The Oilers’ woes aside, as long as we’re talking about the teams vying for the top Draft lottery position, we might as well have a look at what they’re hoping for. Every draft is different of course. The 2015 and 2016 drafts had generational talents at the top end with Connor McDavid and Jack Eichel going in 2015 while Auston Matthews and Patrik Laine proved more than worthy of the top two slots in 2016. By contrast, the 2017 draft wasn’t filled with that kind of exciting talent as while Nico Hischier and Nolan Patrick could go on to be great players, the top two picks from last year aren’t the near automatic NHL stars of the previous couple years.
First off, this time around the consensus number one pick isn’t a forward. Instead Swedish defenseman Rasmus Dahlin is expected to go to whichever team is lucky enough to win the lottery. Dahlin is someone with that kind of franchise-player potential that basement dwelling teams hope is available at the start of a draft. He has the potential to be another Victor Hedman or Erik Karlsson and yes, I mean to say that he could be the type of big offensive contributor that fantasy owners love.
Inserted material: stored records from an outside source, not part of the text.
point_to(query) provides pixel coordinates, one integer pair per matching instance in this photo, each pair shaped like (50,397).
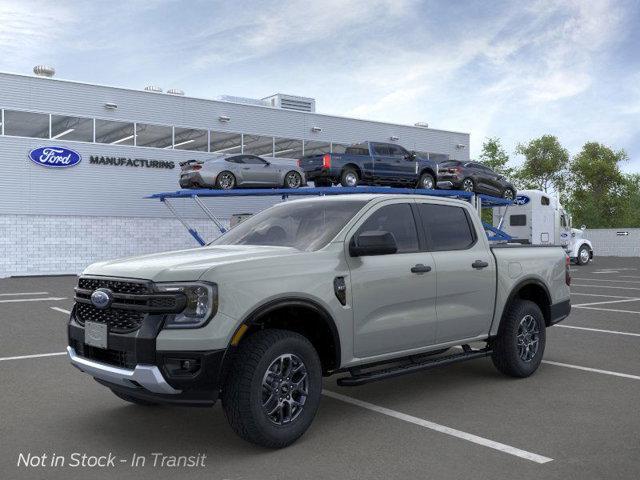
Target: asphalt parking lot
(577,417)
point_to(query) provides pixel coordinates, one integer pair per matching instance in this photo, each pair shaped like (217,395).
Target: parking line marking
(599,330)
(606,301)
(61,310)
(16,300)
(22,293)
(440,428)
(22,357)
(608,286)
(594,370)
(606,309)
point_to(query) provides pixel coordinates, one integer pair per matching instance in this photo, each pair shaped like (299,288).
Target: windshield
(306,226)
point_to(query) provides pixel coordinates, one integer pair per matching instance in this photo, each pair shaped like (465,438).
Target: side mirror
(373,243)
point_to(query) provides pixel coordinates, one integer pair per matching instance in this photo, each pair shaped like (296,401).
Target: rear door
(466,271)
(394,307)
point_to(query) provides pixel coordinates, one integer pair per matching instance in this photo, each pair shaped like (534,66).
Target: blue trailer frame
(480,201)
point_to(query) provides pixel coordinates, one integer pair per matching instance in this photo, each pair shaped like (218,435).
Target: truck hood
(184,265)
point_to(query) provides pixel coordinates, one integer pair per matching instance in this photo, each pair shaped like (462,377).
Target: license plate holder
(96,334)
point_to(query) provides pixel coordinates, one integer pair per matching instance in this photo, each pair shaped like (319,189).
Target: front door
(394,297)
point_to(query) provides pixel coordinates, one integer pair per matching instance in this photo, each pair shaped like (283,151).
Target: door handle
(478,264)
(420,268)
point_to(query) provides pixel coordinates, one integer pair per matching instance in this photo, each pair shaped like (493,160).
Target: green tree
(545,164)
(600,193)
(495,157)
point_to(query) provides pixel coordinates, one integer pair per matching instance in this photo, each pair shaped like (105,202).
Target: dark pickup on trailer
(371,163)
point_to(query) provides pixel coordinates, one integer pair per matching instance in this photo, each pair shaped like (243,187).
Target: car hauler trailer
(537,218)
(479,201)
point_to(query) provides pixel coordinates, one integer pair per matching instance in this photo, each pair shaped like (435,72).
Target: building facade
(129,144)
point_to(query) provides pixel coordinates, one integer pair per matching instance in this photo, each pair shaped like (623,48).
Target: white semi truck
(537,218)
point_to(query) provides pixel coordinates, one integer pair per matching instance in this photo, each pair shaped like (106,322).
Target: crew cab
(366,286)
(371,163)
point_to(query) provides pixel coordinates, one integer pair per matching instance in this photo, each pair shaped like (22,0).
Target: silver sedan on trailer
(240,170)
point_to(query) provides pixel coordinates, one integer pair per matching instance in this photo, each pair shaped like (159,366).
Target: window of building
(517,220)
(312,147)
(114,133)
(26,124)
(258,145)
(191,139)
(287,148)
(398,220)
(447,227)
(72,128)
(226,143)
(157,136)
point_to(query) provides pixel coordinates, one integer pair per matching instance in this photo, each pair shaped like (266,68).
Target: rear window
(517,220)
(448,228)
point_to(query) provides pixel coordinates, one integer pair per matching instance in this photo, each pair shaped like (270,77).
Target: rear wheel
(519,346)
(292,179)
(349,178)
(225,181)
(426,181)
(273,390)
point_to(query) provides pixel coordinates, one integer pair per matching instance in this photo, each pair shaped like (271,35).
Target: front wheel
(583,255)
(426,181)
(292,180)
(273,390)
(519,346)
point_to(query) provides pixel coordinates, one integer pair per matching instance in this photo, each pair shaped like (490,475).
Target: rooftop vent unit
(244,100)
(44,71)
(291,102)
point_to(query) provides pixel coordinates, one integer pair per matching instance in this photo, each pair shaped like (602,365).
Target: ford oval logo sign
(56,157)
(102,298)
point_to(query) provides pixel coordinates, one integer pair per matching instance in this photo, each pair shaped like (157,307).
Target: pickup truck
(371,163)
(368,286)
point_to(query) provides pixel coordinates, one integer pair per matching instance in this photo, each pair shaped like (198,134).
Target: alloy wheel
(528,338)
(285,387)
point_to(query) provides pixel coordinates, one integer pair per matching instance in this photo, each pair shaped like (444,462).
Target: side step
(360,378)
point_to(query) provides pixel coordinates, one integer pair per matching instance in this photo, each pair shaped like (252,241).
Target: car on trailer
(370,286)
(226,172)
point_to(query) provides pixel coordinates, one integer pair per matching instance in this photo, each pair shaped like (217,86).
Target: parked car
(474,177)
(231,171)
(371,163)
(372,286)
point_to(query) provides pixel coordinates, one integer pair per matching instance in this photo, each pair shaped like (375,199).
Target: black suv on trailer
(474,177)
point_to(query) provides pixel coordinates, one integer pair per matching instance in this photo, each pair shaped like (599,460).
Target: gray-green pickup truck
(367,286)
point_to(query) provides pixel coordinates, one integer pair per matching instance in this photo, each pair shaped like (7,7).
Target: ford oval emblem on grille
(56,157)
(102,298)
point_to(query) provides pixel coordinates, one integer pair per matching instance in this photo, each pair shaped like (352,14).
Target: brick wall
(45,245)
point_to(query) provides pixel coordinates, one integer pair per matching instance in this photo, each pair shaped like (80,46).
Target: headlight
(202,303)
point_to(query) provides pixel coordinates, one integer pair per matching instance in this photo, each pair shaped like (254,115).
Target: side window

Beyond Dahlin, it gets a little complicated. Filip Zadina is considered by some to be the player who should be taken in the number two slot, but Andrei Svechnikov is also in that conversation. Then there’s also Brady Tkachuk, brother of Matthew Tkachuk and son of Keith Tkachuk, and Adam Boqvist, who might round of the top five.
Zadina is excelling in the QMJHL with 40 goals and 75 points in 53 contests. He’s got the potential to play in the NHL in 2018-19, but rather than expect him to be a huge offensive force out of the gate, it might be better to compare him to Hischier, who had 38 goals and 86 points in 57 QMJHL games last season and has 13 goals and 41 points in 67 games with the Devils this season. In other words, Zadina might be a great contributor by rookie standards, but not necessarily a great fantasy asset out of the gate.
Svechnikov has 35 goals and 61 points in 39 OHL games this season. It hasn’t helped that he’s missed some time this season due to a hand injury, but obviously he’s been great when healthy. He might not develop into an NHL star, but he should be a good offensive forward once he develops.
Brady Tkachuk has seven goals, 26 points, and 53 penalty minutes in 34 NCAA games with Boston University this season. He has taken a different path than his older brother Matthew, who instead played in the OHL before going pro. At any rate, one of the pluses with Tkachuk is that he brings a physical presence to the table and can serve that power forward role. As is the case with the other high-end picks discussed so far, it wouldn’t be surprising to see him play in the NHL next season, though it would likely be a stretch to already call him a lock.
Boqvist is another Swedish defenseman and like Dahlin, Boqvist has plenty of offensive upside. His defensive game needs work though and unlike Dahlin, there’s a good chance that Boqvist will need more seasoning before he plays in the NHL.
When it comes to examining upcoming drafts, I don’t regard myself that highly. I have lot of respect for McKeen’s and I think they’re an amazing resource for prospect analysis. I use it to read up on prospects and I did that while preparing this article.
Take what I’m about to say with a grain of salt, but I see this upcoming draft as one with an amazing talent at the top of it and some good-to-great prospects rounding out the top-five. Certainly there’s enough here to console fans of struggling franchises and winning the lottery would be a huge boost to any team thanks to the presence of Dahlin. I’m not sure that there is that second big name though. There might not be that Jack Eichel or Patrik Laine that makes having the second overall pick almost as juicy as the top selection, but of course, whoever gets that second overall pick is still going to be pretty happy with the options available.